State television showed pro-government rallies in cities including Amol, Semnan, and Shadegan with supporters waving Iranian flags and chanting “Death to America”, “Death to Israel”, and “Death to Britain”.
State TV described the rallies as a “response to rioters and supporters of the riots”.
Iran’s chief prosecutor Mohammad Jafar Montazeri on Thursday accused the American CIA, Israel’s Mossad spy agency, and Saudi Arabia of orchestrating the anti-government demonstrations that led to the deaths of 22 people, along with hundreds of arrests.
Saturday’s rallies came after the United Nations Security Council (UNSC) – at the request of the United States – held an emergency meeting on Friday to discuss Iran’s protests.
Tehran’s foreign minister called out the US government for raising a domestic issue before the international body.
“The UNSC rebuffed the US’s naked attempt to hijack its mandate… Another FP [foreign policy] blunder for the Trump administration,” Foreign Minister Mohammad Javad Zarif said on Twitter.
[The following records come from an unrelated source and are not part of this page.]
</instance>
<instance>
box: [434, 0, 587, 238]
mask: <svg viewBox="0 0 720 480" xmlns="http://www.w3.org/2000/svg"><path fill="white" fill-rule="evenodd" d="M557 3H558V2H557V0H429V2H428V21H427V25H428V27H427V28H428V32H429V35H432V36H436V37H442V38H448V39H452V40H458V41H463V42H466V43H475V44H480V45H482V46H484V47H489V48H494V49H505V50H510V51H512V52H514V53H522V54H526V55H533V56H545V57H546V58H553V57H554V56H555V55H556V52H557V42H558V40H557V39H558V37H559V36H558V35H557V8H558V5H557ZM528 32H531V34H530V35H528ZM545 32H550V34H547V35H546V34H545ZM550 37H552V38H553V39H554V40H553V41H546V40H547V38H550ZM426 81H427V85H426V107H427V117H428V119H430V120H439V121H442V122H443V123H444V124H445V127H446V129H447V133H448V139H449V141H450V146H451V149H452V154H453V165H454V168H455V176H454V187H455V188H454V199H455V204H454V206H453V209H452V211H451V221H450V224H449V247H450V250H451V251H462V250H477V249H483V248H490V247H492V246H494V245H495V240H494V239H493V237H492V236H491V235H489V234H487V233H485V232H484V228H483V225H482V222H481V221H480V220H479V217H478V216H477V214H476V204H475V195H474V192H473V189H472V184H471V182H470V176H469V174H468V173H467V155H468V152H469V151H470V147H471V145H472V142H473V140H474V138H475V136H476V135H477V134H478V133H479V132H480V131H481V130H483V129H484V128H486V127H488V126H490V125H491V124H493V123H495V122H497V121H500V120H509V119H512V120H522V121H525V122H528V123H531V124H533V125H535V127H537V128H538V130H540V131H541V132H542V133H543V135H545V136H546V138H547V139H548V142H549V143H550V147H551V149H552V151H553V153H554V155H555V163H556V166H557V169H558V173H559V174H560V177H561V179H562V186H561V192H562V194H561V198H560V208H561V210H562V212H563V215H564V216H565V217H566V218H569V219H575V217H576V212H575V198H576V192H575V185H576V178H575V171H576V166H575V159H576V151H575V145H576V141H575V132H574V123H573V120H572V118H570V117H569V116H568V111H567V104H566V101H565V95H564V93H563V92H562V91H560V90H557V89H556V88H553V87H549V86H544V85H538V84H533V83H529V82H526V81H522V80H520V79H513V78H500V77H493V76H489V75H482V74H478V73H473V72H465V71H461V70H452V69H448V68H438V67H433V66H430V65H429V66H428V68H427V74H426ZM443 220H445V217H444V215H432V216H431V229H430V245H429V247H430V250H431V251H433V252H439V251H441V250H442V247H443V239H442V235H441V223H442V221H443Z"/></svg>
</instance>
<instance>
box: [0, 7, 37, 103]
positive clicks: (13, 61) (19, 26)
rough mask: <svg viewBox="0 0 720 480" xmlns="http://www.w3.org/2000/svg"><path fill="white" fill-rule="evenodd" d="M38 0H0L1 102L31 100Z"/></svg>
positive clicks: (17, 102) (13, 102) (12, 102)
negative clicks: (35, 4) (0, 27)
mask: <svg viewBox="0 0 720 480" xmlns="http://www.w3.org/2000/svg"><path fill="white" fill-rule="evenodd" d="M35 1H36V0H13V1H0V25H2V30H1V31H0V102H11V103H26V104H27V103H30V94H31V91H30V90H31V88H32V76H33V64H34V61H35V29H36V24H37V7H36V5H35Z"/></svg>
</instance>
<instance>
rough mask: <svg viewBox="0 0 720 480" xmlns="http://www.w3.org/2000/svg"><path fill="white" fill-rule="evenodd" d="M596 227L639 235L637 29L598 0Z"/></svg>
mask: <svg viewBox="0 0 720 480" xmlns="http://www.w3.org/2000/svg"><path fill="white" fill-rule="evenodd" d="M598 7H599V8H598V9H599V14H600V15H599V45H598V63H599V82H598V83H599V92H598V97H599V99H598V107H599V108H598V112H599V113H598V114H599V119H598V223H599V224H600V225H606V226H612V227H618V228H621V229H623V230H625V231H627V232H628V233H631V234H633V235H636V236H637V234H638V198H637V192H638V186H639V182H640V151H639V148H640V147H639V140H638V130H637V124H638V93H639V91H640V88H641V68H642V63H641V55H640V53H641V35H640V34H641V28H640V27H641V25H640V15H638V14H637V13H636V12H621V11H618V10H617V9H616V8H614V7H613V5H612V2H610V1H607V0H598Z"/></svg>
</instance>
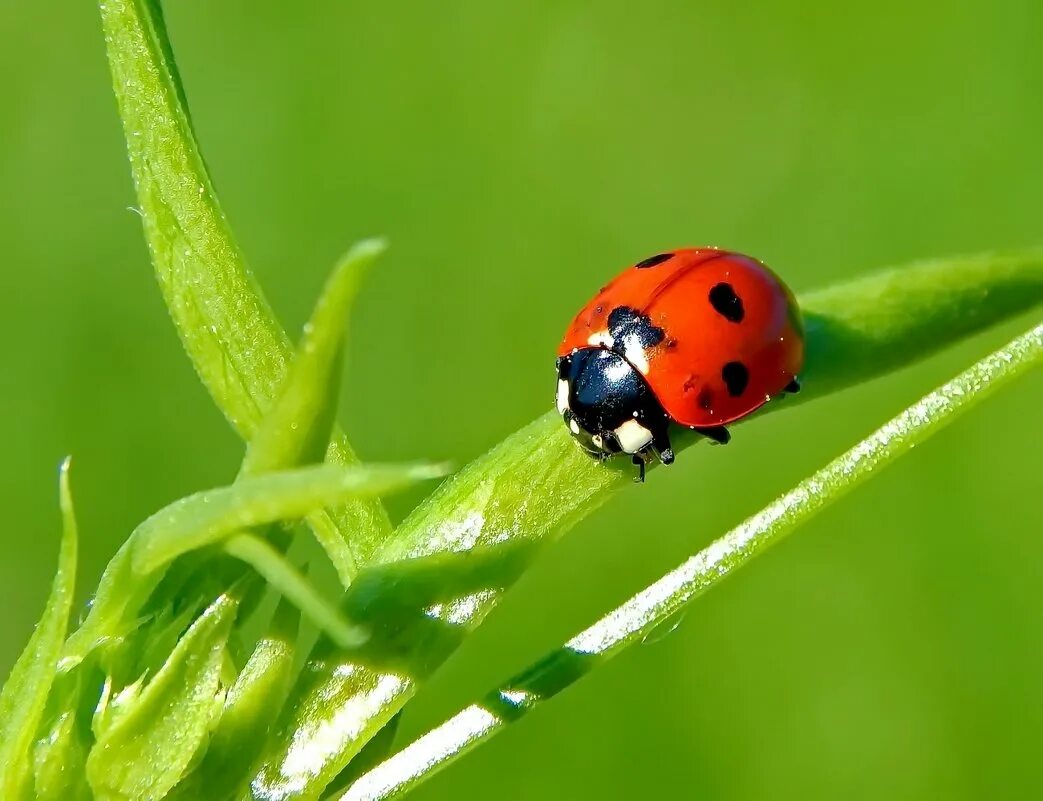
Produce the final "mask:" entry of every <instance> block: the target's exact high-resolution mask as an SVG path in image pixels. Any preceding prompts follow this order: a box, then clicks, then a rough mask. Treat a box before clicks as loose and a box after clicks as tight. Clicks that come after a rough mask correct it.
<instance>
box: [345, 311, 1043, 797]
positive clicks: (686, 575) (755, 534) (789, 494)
mask: <svg viewBox="0 0 1043 801" xmlns="http://www.w3.org/2000/svg"><path fill="white" fill-rule="evenodd" d="M1041 363H1043V324H1040V325H1037V326H1036V327H1034V329H1032V330H1030V331H1028V332H1027V333H1026V334H1024V335H1022V336H1020V337H1018V338H1017V339H1015V340H1013V341H1012V342H1011V343H1009V344H1008V345H1005V346H1004V347H1002V348H1000V349H999V350H996V351H995V353H993V354H992V355H990V356H988V357H987V358H985V359H983V360H981V361H980V362H978V363H977V364H975V365H974V366H972V367H971V368H970V369H968V370H966V371H964V372H962V373H961V374H960V375H957V377H956V378H954V379H953V380H952V381H950V382H948V383H947V384H945V385H944V386H942V387H940V388H939V389H937V390H935V391H933V392H931V393H930V394H928V395H926V396H925V397H923V398H922V399H921V400H919V402H918V403H916V404H914V405H913V406H912V407H909V408H908V409H906V410H905V411H904V412H902V413H901V414H899V415H898V416H897V417H895V418H893V419H892V420H890V421H889V422H887V423H886V424H884V426H882V427H881V428H879V429H877V431H876V432H874V433H873V434H872V435H871V436H869V437H868V438H867V439H865V440H863V441H862V442H859V443H858V444H857V445H855V446H854V447H853V448H851V450H850V451H848V452H847V453H845V454H844V455H843V456H841V457H840V458H838V459H835V460H833V461H832V462H830V463H829V464H828V465H826V466H825V467H824V468H822V469H821V470H819V471H818V472H816V474H815V475H812V476H811V477H810V478H808V479H805V480H804V481H802V482H801V483H800V484H798V485H797V486H796V487H795V488H794V489H793V490H791V491H790V492H787V493H786V494H784V495H782V496H781V497H779V499H778V500H777V501H775V502H774V503H773V504H771V505H770V506H768V507H767V508H765V509H763V510H762V511H760V512H758V513H757V514H755V515H754V516H752V517H750V518H749V519H747V520H746V521H745V523H743V524H742V525H741V526H738V527H737V528H736V529H733V530H732V531H731V532H729V533H728V534H726V535H724V536H723V537H721V538H720V539H718V540H715V541H714V542H712V543H711V544H710V545H708V547H707V548H705V549H704V550H702V551H701V552H700V553H698V554H696V555H695V556H693V557H692V558H689V559H688V560H687V561H685V562H683V563H682V564H681V565H680V566H678V567H676V568H675V569H673V571H671V572H670V573H669V574H666V575H665V576H663V577H662V578H661V579H659V580H658V581H656V582H655V583H653V584H651V585H650V586H648V587H646V588H645V589H644V590H641V591H640V592H638V593H637V594H635V596H634V597H633V598H631V599H630V600H629V601H627V602H626V603H624V604H623V605H621V606H618V607H616V608H615V609H613V610H612V611H611V612H609V613H608V614H607V615H605V616H604V617H602V618H601V620H599V621H598V622H597V623H595V624H593V625H592V626H590V627H589V628H587V629H585V630H584V631H582V632H580V633H579V634H577V635H576V636H575V637H573V638H572V639H569V640H568V641H567V642H566V644H565V645H564V646H563V647H562V648H560V649H559V650H557V651H554V652H553V653H551V654H548V655H547V656H544V657H543V658H542V659H540V660H539V661H538V662H536V663H535V664H534V665H532V666H531V668H529V669H528V670H526V671H524V672H523V673H520V674H518V675H516V676H515V677H513V678H512V679H511V680H509V681H508V682H507V683H506V684H504V685H503V686H502V687H500V688H499V689H496V690H494V691H493V693H490V694H488V695H487V696H486V697H485V698H484V699H483V700H482V701H481V702H479V703H475V704H471V705H470V706H467V707H466V708H465V709H463V710H462V711H460V712H458V713H457V714H456V715H454V717H453V718H451V719H450V720H448V721H446V722H445V723H443V724H441V725H440V726H438V727H437V728H435V729H433V730H432V731H430V732H428V733H427V734H425V735H423V736H421V737H420V738H419V739H417V741H416V742H414V743H413V744H411V745H410V746H408V747H407V748H405V749H404V750H403V751H401V752H399V753H397V754H395V755H394V756H393V757H391V758H390V759H388V760H387V761H385V762H383V763H382V764H380V766H378V767H377V768H374V769H373V770H372V771H370V772H369V773H367V774H365V775H363V776H362V777H360V778H359V780H358V781H357V782H356V783H355V784H353V785H351V787H350V788H348V791H347V792H345V793H344V794H343V795H342V796H341V797H340V801H383V799H390V798H395V797H398V796H401V795H404V794H405V793H407V792H409V790H411V788H412V787H413V786H415V785H416V784H418V783H419V782H421V781H425V780H426V779H428V778H430V777H431V776H432V775H434V774H435V773H436V772H438V771H439V770H441V769H442V768H444V767H445V766H447V764H448V763H450V762H452V761H453V760H455V759H457V758H459V757H460V756H462V755H463V754H464V753H466V752H467V751H469V750H470V749H472V748H475V747H476V746H477V745H479V744H480V743H483V742H484V741H486V739H488V738H489V737H491V736H492V735H494V734H495V733H498V732H499V731H501V730H502V729H504V728H505V727H506V726H507V725H508V724H510V723H513V722H514V721H516V720H518V719H519V718H520V717H523V715H524V714H526V713H527V712H529V711H531V710H532V709H534V708H535V707H536V706H538V705H539V704H540V703H541V702H543V701H547V700H549V699H550V698H553V697H554V696H555V695H557V694H558V693H560V691H561V690H562V689H564V688H565V687H567V686H569V685H571V684H573V683H574V682H575V681H577V680H578V679H579V678H580V677H582V676H583V675H585V674H586V673H587V672H588V671H589V670H591V669H592V668H595V666H597V665H598V664H601V663H603V662H604V661H606V660H608V659H609V658H611V657H612V656H615V655H616V654H617V653H620V652H621V651H623V650H624V649H626V648H628V647H630V646H632V645H634V644H636V642H640V641H644V640H645V639H646V638H647V637H648V636H649V635H650V634H652V633H653V632H654V631H655V630H656V629H657V628H658V627H660V626H663V625H664V624H666V623H668V622H669V621H670V620H671V618H672V617H673V616H674V615H676V614H677V613H678V612H679V611H681V609H683V607H684V606H685V605H687V604H688V603H689V602H690V601H693V600H694V599H695V598H697V597H698V596H700V594H702V593H703V592H705V591H706V590H707V589H709V588H710V587H712V586H714V585H715V584H717V583H718V582H720V581H722V580H723V579H724V578H726V577H727V576H729V575H730V574H731V573H732V572H733V571H735V569H736V568H738V567H741V566H743V565H744V564H747V563H748V562H749V561H750V560H751V559H752V558H753V557H755V556H756V555H758V554H760V553H761V552H762V551H765V550H766V549H767V548H768V547H769V545H772V544H774V543H776V542H778V541H779V540H780V539H782V538H783V537H785V536H786V535H787V534H790V533H791V532H792V531H794V529H796V528H797V527H798V526H799V525H801V524H802V523H806V521H807V520H808V519H809V518H810V517H812V516H814V515H816V514H817V513H818V512H820V511H821V510H822V509H823V508H825V507H826V506H827V505H828V504H831V503H833V502H835V501H836V500H839V499H840V497H842V496H843V495H844V494H846V493H847V492H849V491H850V490H852V489H854V488H855V487H857V486H858V485H859V484H862V483H863V482H865V481H867V480H868V479H870V478H871V477H873V476H876V475H878V474H879V468H881V467H884V466H887V465H889V464H890V463H891V462H893V461H894V460H895V459H897V458H898V457H899V456H901V455H902V454H904V453H906V452H907V451H909V450H911V448H913V447H914V446H915V445H917V444H919V443H921V442H923V441H924V440H926V439H927V438H929V437H931V436H933V435H935V434H937V433H938V432H940V431H941V430H942V429H944V428H945V427H946V426H948V424H949V423H951V422H952V421H953V420H955V419H956V418H957V417H959V416H960V415H961V414H963V413H964V412H966V411H967V410H969V409H970V408H971V407H973V406H974V405H975V404H977V403H979V402H980V400H983V399H984V398H985V397H986V396H988V395H989V394H991V393H992V392H994V391H996V390H997V389H998V388H999V387H1001V386H1003V385H1004V384H1006V383H1008V382H1009V381H1011V380H1012V379H1014V378H1016V377H1018V375H1021V374H1024V373H1025V372H1027V371H1028V370H1029V369H1030V368H1033V367H1035V366H1038V365H1039V364H1041Z"/></svg>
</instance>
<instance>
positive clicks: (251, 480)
mask: <svg viewBox="0 0 1043 801" xmlns="http://www.w3.org/2000/svg"><path fill="white" fill-rule="evenodd" d="M444 472H445V469H444V467H443V466H440V465H429V464H412V465H410V464H406V465H366V466H363V465H357V466H354V467H336V466H333V465H318V466H312V467H301V468H298V469H295V470H284V471H282V472H273V474H266V475H264V476H257V477H253V478H248V479H242V480H240V481H237V482H236V483H235V484H233V485H231V486H226V487H219V488H217V489H212V490H205V491H202V492H197V493H196V494H194V495H190V496H188V497H185V499H181V500H180V501H175V502H174V503H173V504H171V505H170V506H168V507H166V508H165V509H163V510H161V511H159V512H156V513H155V514H153V515H152V516H151V517H149V518H148V519H147V520H145V521H144V523H143V524H141V526H139V527H138V528H137V529H136V530H135V532H134V533H132V534H131V535H130V538H129V539H128V540H127V541H126V542H125V543H124V544H123V545H122V547H121V548H120V550H119V552H117V554H116V556H114V557H113V559H112V560H111V561H110V563H108V565H107V566H106V567H105V573H104V575H103V576H102V577H101V581H100V582H99V585H98V590H97V592H96V593H95V597H94V602H93V603H92V605H91V611H90V613H89V614H88V616H87V620H86V621H84V622H83V623H82V624H81V625H80V627H79V628H78V629H77V630H76V631H75V632H74V633H73V635H72V636H71V637H70V638H69V640H68V642H67V644H66V647H65V650H64V652H63V660H62V668H63V669H64V670H71V669H72V668H74V666H75V665H76V664H78V663H79V662H80V661H81V660H82V659H83V658H84V657H86V656H87V655H88V654H89V653H91V651H93V650H94V649H96V648H97V647H98V646H99V645H103V644H105V642H106V641H114V640H117V639H119V638H120V637H123V636H125V634H126V633H127V631H128V630H129V629H130V628H132V627H134V626H135V625H136V621H137V615H138V612H139V609H140V608H141V606H142V604H144V603H145V601H146V600H147V599H148V596H149V594H150V593H151V591H152V590H153V588H154V587H155V585H156V584H157V582H159V581H160V579H161V578H162V574H163V572H162V571H161V569H160V568H161V567H163V566H164V565H165V564H167V563H169V562H170V561H171V560H173V559H175V558H176V557H178V556H180V555H183V554H186V553H188V552H190V551H193V550H195V549H199V548H204V547H207V545H213V544H217V543H220V542H221V541H222V540H224V539H226V538H228V537H231V536H232V535H234V534H238V533H239V532H241V531H242V530H243V529H248V528H251V527H253V526H263V525H266V524H270V523H275V521H278V520H287V519H296V518H299V517H302V516H304V515H306V514H308V513H309V512H310V511H313V510H315V509H318V508H321V507H323V506H328V505H331V504H335V503H338V502H339V501H342V500H344V499H346V497H355V496H359V495H362V496H369V495H379V494H385V493H387V492H391V491H393V490H396V489H401V488H403V487H405V486H408V485H409V484H412V483H415V482H417V481H423V480H426V479H431V478H435V477H438V476H442V475H444Z"/></svg>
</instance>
Unrest spread to more than 80 cities and rural towns late last month as thousands of young and working class Iranians voiced anger at graft, unemployment, and a deepening gap between rich and poor in the biggest anti-government demonstrations since 2009.
Those protests have petered out in recent days while pro-government rallies have gained momentum.
About 1,000 people are estimated to have been arrested during the demonstrations. Videos appearing on social media in recent days showed relatives of detainees gathering outside prisons to seek information about the fate of their loved ones.
Tehran University Vice President Majid Sarsangi said the university had set up a committee to track the fate of students arrested during the unrest.
“Our efforts at the university are aimed at cooperating with the relevant authorities to create the conditions for the return of the detained students to the university and their families in the shortest possible time,” Sarsangi told ISNA news agency.
The provincial governor in northeastern Mashhad, where the protests started, was quoted as saying on Saturday that 85 percent of detainees there had been released after signing a pledge not to re-offend.
“Those with a criminal record, or those charged with sabotage such a setting fire to motorcycles or damaging public buildings have been referred to judicial authorities,” governor Alireza Rashidian was quoted by ISNA as saying.